UN defends impartiality of Syria aid

Annie Slemrod

Rédactrice Moyen-Orient

The World Food Programme has hit back strongly at allegations that the UN has allowed its aid operations in Syria to be controlled by the government of Syrian President Bashar al-Assad, emboldening the siege warfare tactics that have become characteristic of the five-year war.

“We act impartially, neutrally and independently, and have contact with all parties to negotiate unimpeded and safe access to all vulnerable people who are in need,” a WFP spokesperson told IRIN by email.

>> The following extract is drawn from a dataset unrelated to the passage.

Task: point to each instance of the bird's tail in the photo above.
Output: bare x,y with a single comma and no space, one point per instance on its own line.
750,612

In a Wednesday report, advocacy group The Syria Campaign said the UN had "allowed the Syrian government to direct aid from Damascus almost exclusively into its territories,” pointing out that 96 percent of UN food aid delivered from inside Syria from June 2015-April 2016 (excluding October-December 2015) went to government-controlled areas. The report, based on interviews with current and former UN staff as well as other humanitarians and Syrians living under siege, argues that by relying on permission from the Syrian government for aid access, the UN has lost its impartiality and may be fuelling the conflict.

But the WFP told IRIN that some 30 percent of its assistance is delivered to opposition-controlled areas, through cross-border operations from Turkey and Jordan.

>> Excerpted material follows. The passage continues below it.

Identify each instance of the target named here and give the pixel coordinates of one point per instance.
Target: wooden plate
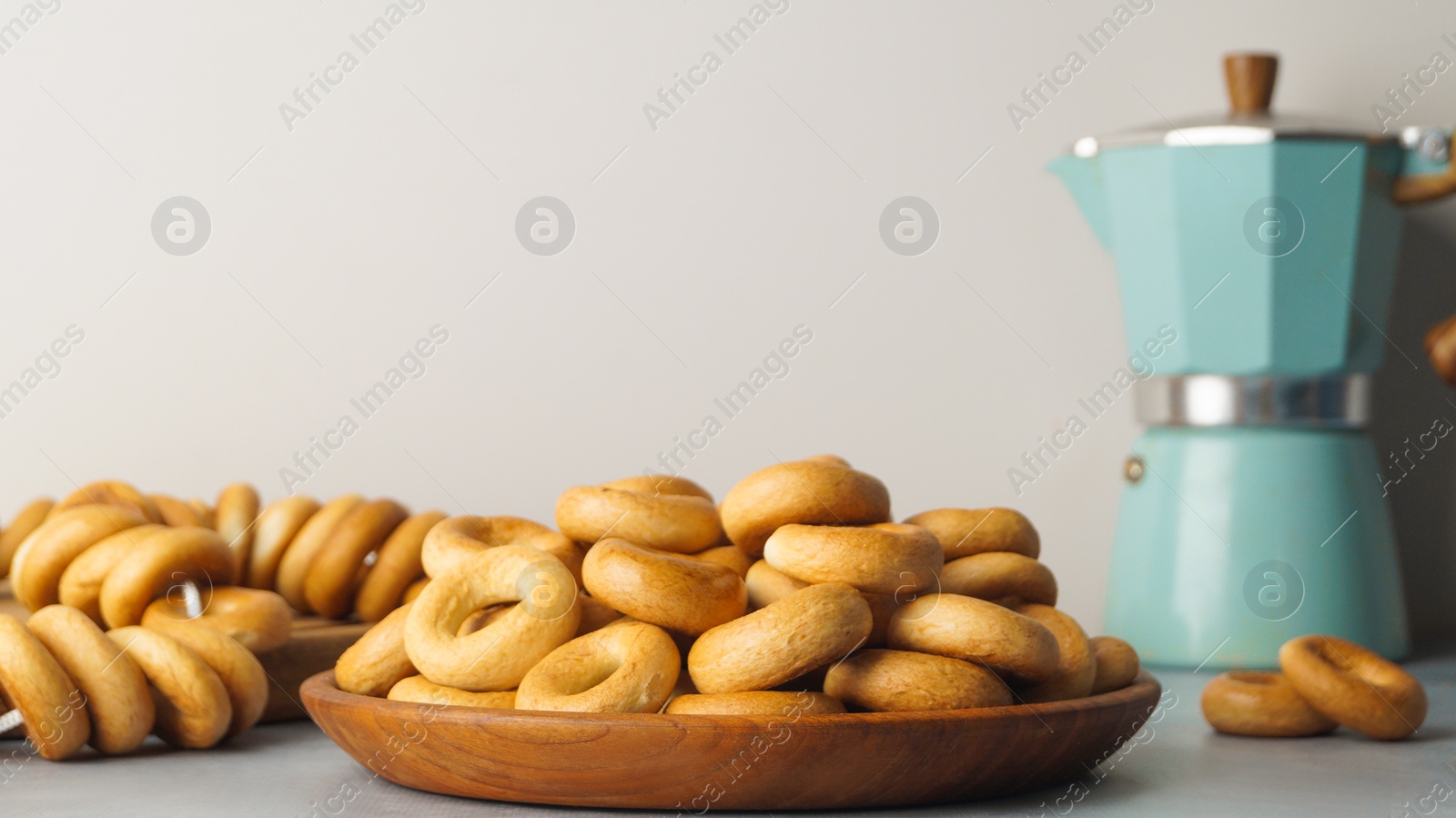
(698, 763)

“WFP works to reach all those in need, regardless of areas of control,” the spokesperson said. “Hungry children don’t know or care whether they are in a government-controlled area or opposition-controlled area. They just want food and a safe place to live.”

The UN’s aid operations in Syria have been dogged by controversy from the start of the war in 2011, with aid access carefully negotiated, including a series of oft-criticised one-to-one trades into besieged and hard-to-reach areas.

Some besieged areas saw an initial uptick in aid as part of a February agreement by the International Syria Support Group that was also meant to lead to a “cessation in hostilities.” US Secretary of State John Kerry on Wednesday called this truce “frayed”, and work to ensure humanitarian access has not been a resounding success either: by 17 May, the ISSG was calling on the WFP to begin air drops starting 1 June if entry hadn’t yet been granted to areas under siege.

The drops did not go ahead, and the statement was largely seen as a diplomatic move to pressure Assad to allow more convoys into areas his forces control.